Here are three tips to help smooth the process.
Many conflicts arise from the disappointment that comes from unmet or unexpressed expectations. For example, one parent expects the kids to be off of the phones and devices by 7:30pm while other might not think that it is a big deal and allows the kids to be on the devices until bedtime. Things rarely become an issue until one parent realizes that the rules for technology usage are different at the other parent's house and vice versa. Proactively, talking about your expectations and listening to your co-parent's expectations removes the element of surprise. If your parenting relationship has not progressed to the state where you can talk easily and with civility, writing out and sharing your expectations with the other parent via email or paper for telephone usage, online activity, gaming and device usage is a good place to start.
Once you know what your expectations are, it is very easy to come up with a game plan and provide your children with your expectations in a clear and concise manner.
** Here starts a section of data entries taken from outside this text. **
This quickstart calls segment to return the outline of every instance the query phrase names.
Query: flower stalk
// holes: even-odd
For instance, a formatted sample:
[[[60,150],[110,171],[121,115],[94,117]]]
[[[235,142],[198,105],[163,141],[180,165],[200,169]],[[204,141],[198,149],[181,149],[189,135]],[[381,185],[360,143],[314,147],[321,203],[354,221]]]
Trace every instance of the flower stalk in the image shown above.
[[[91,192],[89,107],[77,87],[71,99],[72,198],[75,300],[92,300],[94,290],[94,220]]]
FOSI's family agreement guideline is a great place to write out your united guidelines for usage and share them with your children.
Like any habit, it takes time and consistency to establish behaviors. Ideally, the guidelines will be consistent at both houses and enforced the same way to create positive digital habits. Sometimes this consistency is not possible or even desirable by one parent or another, and it is important to know this going into the establishment of the guidelines. If the rules are different in one location and different again in another, it will take more time to establish boundaries, habits and routines with your children. Placing the guidelines in a central location where they are easily seen can help, but it is still process and will take time.